Hi, I have a 2002 Hymer B544 based on a Fiat 2.8JTD.

In my van there are 2* 80 amphour leisure batteries under both front seats.

While driving the alternator charges the engine battery and the 2 leisure batteries.

The fridge should be switched to the 12volts position (battery symbol) while driving and the rectifier and charger unit will ensure that the alternator will also supply enough power to run the fridge. There should be NO 12volt alarm.

When the engine is off then no 12v is delivered to the fridge ( too much power required) and can only be run on a mains connection or gas.


I suggest that you check if the fridge is running on gas and mains first of all. Then check the fuse for the 12v running of the fridge in the rectifier charger unit (mine is next to the driver).

To make sure that your leisure batteries are charging and in good condition disconnect from the mains and switch off the engine. Does everything work ie steps, water pump, lights, heating, toilet flush? Leisure batteries should last 2 or 3 days without mains connection or any other form of charging. Leisure batteries will cut out at about 11 volts.

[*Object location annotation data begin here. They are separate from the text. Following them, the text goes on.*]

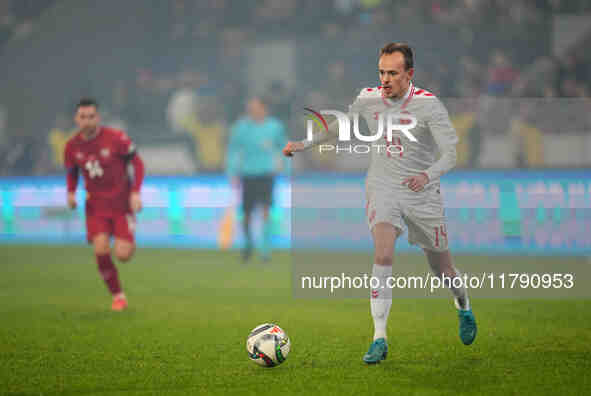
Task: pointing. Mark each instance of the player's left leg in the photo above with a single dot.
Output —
(442, 266)
(123, 231)
(124, 247)
(248, 203)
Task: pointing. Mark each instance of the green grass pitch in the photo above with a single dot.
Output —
(190, 312)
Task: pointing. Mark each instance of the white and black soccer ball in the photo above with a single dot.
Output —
(268, 345)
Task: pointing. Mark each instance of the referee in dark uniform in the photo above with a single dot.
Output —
(254, 148)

I have just come back from Toulouse and had tremendous problems with my electrics. I had to buy 2 new batteries at a cost of over £400 but all the strange problems have disappeared. Let me know if your problems continue and I'll give what help I can.

Regards.. Sebastiand


----------



## Bryansdad (Aug 24, 2010)

I also have a 2002 B544 and concur with Sebastian.
Good luck.


----------



## guitarman59 (Oct 30, 2011)

Thanks every one for your advice.

I have checked out the leisure battery and it is only charging on hook up and not when the engine is running, all fuses appear to be ok. I guess this points to the relay, I can't tell which relay is for the battery -as you pointed out there are two, is there any way of checking the relay or do I have to take it to a garage.

Thank you once again.


----------



## clive1821 (Mar 27, 2010)

Hi on the control pannel (the right hand meter) it will show you a good current charge, both on hook up and when the engine is running, is this ok? if not check at the back of the elb 99 for the main battery volts and also the leasure volts, or simpley just check the volts on the control panel it should be indicating 12 volts in both possitions (main and leasure batteries), then if thats ok you'll need to check the volts on the relay which then supplies the fridge, the way the relay works is that the volts from the feild winding of the altenator supplies that relay and thus switches on that relay to provide high current supply from the main battery (and NOT the leasure batteries), to the fridge and other needs like ones satelite dish auto shut down etc... it will need a volt meter and a little time to investigate.... sorry cant be more help as I would need to be there to help further... best of luck


----------



## guitarman59 (Oct 30, 2011)

Thanks Clive,

I do remember that the meter only shows charging on hook up and not when the motor in running, the same on the battery terminals. It looks like there are two relays, but I do not know they do, is one for the fridge and the other for the leisure battery or some other combination.

Thanks


----------